In recognition of September being Prostate Cancer Awareness Month, I’ve decided to address the top questions men are afraid to ask their doctors about their prostates, but to which they need to know the answer. I urge patients to discuss these difficult questions with their physicians to make sure they have all the information they need to comfortably make the right treatment choices.
How often do I need to get tested, and what does the test involve?
Screening for prostate cancer involves a digital rectal examination (DRE) to feel the prostate, as well as a blood test to check for PSA (prostate-specific antigens) once a year, starting at the age of 50. As men age, they are at a greater risk of developing prostate cancer. However, African American men and men who have a direct family history of prostate cancer are strongly recommended to take a proactive approach and begin testing at the age of 40, as they are considered to be at higher risk for the disease.
What symptoms should I be most worried about?
Prostate cancer often does not cause symptoms, except in its advanced stages when it can cause difficulty with urination, blood in the urine, or bone pain due to spread of cancer to the bones. However, common symptoms related to the prostate gland, which include frequent or nighttime urination, difficulty starting the urinary stream, slowing of the urinary stream, and having to rush to urinate, can signal problems that warrant further evaluation from a physician.
What are the differences between traditional surgery methods and robotic surgery for prostate cancer?

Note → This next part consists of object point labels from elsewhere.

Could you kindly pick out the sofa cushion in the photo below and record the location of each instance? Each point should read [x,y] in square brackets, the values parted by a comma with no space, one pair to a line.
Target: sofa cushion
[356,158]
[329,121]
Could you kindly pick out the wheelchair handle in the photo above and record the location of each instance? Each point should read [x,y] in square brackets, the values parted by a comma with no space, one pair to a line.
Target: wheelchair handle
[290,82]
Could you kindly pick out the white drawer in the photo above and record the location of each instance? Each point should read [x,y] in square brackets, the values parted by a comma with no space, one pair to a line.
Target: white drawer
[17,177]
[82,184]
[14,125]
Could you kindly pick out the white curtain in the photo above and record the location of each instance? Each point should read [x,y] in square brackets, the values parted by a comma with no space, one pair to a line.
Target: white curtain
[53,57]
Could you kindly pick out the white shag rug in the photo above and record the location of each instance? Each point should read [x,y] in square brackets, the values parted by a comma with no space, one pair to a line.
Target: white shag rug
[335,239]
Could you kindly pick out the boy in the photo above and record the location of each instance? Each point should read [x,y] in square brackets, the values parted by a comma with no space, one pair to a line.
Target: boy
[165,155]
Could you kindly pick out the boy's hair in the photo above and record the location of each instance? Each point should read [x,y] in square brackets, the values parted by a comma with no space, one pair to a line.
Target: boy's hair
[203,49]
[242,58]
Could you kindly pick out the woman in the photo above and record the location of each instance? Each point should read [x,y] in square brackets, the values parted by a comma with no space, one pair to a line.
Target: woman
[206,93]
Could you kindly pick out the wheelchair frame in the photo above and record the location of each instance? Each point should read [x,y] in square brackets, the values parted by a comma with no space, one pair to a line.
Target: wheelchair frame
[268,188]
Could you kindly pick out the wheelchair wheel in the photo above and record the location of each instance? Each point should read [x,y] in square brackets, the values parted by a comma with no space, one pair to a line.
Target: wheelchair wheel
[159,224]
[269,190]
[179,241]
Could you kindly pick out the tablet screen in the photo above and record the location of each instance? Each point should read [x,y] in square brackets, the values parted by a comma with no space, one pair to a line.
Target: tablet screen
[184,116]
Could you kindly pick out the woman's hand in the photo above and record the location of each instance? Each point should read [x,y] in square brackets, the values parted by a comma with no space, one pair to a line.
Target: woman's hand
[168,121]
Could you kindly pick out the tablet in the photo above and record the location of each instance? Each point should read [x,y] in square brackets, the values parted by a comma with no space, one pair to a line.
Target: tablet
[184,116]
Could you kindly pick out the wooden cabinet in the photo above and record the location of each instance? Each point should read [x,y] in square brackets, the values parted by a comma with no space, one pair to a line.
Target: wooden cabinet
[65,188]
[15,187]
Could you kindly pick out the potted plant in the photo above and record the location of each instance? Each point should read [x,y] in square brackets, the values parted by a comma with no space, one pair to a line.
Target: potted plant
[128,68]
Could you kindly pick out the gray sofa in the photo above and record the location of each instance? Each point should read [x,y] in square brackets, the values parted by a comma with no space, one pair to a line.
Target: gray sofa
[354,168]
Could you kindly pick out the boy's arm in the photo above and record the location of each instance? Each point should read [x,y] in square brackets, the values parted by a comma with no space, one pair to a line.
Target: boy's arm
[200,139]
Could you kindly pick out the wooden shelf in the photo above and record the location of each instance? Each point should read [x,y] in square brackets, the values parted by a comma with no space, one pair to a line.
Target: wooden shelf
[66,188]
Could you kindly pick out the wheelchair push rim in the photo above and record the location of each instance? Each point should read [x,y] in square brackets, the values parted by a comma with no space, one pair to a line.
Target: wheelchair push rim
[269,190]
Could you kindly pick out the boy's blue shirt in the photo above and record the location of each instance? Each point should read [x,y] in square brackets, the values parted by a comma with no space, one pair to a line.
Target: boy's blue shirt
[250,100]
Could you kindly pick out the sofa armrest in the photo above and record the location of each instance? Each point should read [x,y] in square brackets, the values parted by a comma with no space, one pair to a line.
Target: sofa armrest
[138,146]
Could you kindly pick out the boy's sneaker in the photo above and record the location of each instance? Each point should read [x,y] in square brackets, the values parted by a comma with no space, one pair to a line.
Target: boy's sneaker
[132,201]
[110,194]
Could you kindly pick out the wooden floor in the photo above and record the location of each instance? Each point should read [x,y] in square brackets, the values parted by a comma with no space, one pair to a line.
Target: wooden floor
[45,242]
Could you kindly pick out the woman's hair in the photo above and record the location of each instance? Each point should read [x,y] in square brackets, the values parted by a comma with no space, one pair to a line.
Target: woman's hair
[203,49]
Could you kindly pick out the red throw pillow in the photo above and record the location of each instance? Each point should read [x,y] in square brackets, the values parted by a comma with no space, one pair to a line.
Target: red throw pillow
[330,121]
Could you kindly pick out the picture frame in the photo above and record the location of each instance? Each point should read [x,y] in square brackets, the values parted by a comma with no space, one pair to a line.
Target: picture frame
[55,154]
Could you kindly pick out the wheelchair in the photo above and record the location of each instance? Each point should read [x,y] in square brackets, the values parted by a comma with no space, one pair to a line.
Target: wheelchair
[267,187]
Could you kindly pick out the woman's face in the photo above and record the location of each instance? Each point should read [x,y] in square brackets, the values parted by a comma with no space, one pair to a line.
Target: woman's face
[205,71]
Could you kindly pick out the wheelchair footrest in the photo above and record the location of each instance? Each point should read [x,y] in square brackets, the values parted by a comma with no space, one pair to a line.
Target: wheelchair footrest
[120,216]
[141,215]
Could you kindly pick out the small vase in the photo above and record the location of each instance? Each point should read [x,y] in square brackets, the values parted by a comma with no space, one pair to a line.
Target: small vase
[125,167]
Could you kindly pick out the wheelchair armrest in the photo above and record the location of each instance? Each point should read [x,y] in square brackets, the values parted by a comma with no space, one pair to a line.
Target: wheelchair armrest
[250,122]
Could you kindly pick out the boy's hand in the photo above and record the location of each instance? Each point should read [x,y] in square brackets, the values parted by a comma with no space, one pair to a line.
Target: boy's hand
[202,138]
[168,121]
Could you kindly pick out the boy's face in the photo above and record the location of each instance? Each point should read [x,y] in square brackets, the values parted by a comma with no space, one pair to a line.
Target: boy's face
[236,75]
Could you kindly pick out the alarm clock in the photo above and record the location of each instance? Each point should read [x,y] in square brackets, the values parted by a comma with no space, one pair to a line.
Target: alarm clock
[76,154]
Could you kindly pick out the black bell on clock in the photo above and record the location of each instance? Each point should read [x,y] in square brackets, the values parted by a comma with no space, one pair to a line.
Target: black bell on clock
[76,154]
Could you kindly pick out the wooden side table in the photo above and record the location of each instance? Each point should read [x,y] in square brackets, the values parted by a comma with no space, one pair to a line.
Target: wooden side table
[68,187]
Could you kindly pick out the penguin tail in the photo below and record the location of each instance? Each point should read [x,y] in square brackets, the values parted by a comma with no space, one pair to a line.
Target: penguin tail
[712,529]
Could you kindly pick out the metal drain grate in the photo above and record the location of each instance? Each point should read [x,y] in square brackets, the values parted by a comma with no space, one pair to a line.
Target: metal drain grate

As opposed to traditional surgery, where a large open incision is made in the lower abdomen and the prostate is removed using the surgeon’s hands, the robotic approach uses the advantages of minimally invasive techniques using small incisions and the insertion of a stereoscopic camera and robotic instruments to facilitate prostate removal. The high resolution, magnified 3-D view inside the patient’s body, combined with the enhanced instruments that have a range of motion greater than the human hand allows, enables the surgeon to perform a very precise and meticulous surgery that significantly reduces the risk of bleeding. The smaller incisions give patients the added advantages of a shorter hospital stay, significantly reduced pain, and a faster return to work and daily activities, compared with open surgery.
What are the real side effects from having my prostate removed?
There are a number of side effects that can accompany having the prostate removed, but significant advancements have been made to reduce any effects that can follow surgery:
- Urinary incontinence – Though leakage of urine is common immediately after surgery, 95% of patients will regain full urinary control upon recovery.
- Erectile Dysfunction – Men may experience a decrease in erectile function following surgery due to damage to critical nerves and/or blood vessels around the prostate which contribute to erectile function. Risk of dysfunction depends on numerous factors, including age, baseline function, and whether nerve preservation was performed during surgery. Approximately 50-70% of potent men undergoing nerve preservation at the time of prostate removal can expect to see return of erectile function following surgery.
- Loss of fertility – After prostate removal, men will not be able to father a child using conventional methods. If a man is interested in still having children after surgery, it is recommended that he carries out sperm banking prior to the surgery.
Dhiren Dave, M.D. is a board-certified urologist and robotic surgeon at Somerset Medical Center.